こちらは『男はつらいよ』の渥美清さん。


ご存知、寅さんである。




数多くの映画の中から最新映画『お帰り寅さん』に絞って語ります。


物語は是非ご覧頂いた方が良い内容。


本作は、その後の家族の人間模様に寅さんの回想がマッチして、現在と過去、そして私から感じる点では、令和と昭和を往き来する感じなのです。

渥美清さんの笑顔に魅せられ、満男の気持ちに入ってしまう。



自身の思い出のアルバムをめくる、そんな気分です。


満男は小説家になり伯父さんを想いながら日常を過ごす。

鑑賞中、泣けて来るのを越えて、放心状態になってしまう。


率直にそう言う映画なのです。


私と赤影の坂口に近いイメージを観た気分で、涙の溢れる作品です。


物語に触れませんが、幼少期から成長期に大きな影響を与える存在は、両親、親戚等、誰しも多かれ少なかれ影響を受けます。


伯父さん寅さんの存在は、そんな迷い人の時代に、『流されずに生きていこうと言う内側の存在に見えます』。


一方の坂口祐三郎の赤影は、正義の為、果敢に挑む勇者の姿を描き、私達の心に希望の灯りを照らすのです。



どちらも人間の成長に無くてはならないものであり、それは両親や周りの理解者の存在に似ているのです。



私や満男の立ち位置は、良き大人の指針を求め、努力と奮闘で、成し遂げる姿を求めていると思うのです。
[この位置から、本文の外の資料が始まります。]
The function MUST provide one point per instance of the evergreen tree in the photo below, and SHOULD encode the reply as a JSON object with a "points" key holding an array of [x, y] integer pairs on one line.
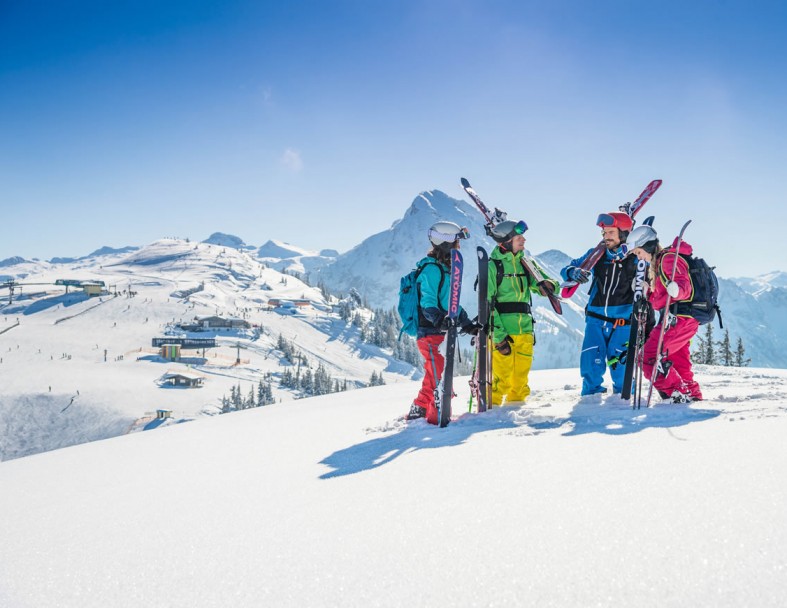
{"points": [[698, 354], [709, 354], [726, 356], [740, 355]]}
劇中の渥美清さんと坂口祐三郎は、映画の時代に東映で接点があったと聞いています。


坂口の赤影が1967年に放送をスタートして、瞬く間にテレビスターにかけ上る。





放送は翌1968年に終わりますが、再放送が繰り返し流れ、カラーテレビの躍進を担う旗手になる。

そのテレビが白黒の時代に、渥美清さんは活躍します。

紆余曲折に経て、1968年に公開の映画『喜劇特急列車』で主演を務め、テレビから映画へ舵を切るのです。

しかし制作は東映。



映画の時代劇が低迷し、テレビ放送の獲得に動く東映は映画は主に任侠に絞って制作をするのです。

渥美清さんの喜劇映画はシリーズ化の途中で頓挫。

そのまま、松竹に移動するものの、テレビの『男はつらいよ』(フジテレビ)放送とスケジュールが合わず、フランキー堺さん主演の松竹映画に流れていきます。




フランキー堺さんと親交のあった坂口から当時の映画業界の話を聞いてただけに不思議な気分になるのです。

しかし、渥美さんの『男はつらいよ』はテレビ放送後、松竹の看板映画として復活して前例無き長期シリーズになっていく。



坂口と良く話した時、正直、見えない世界と良く語っていた事を覚えている。

何故なら、その坂口の赤影も放送から54年が過ぎて、Blu-rayリリース。



名作は終わらないと言う事を今更ながら感じた作品だった。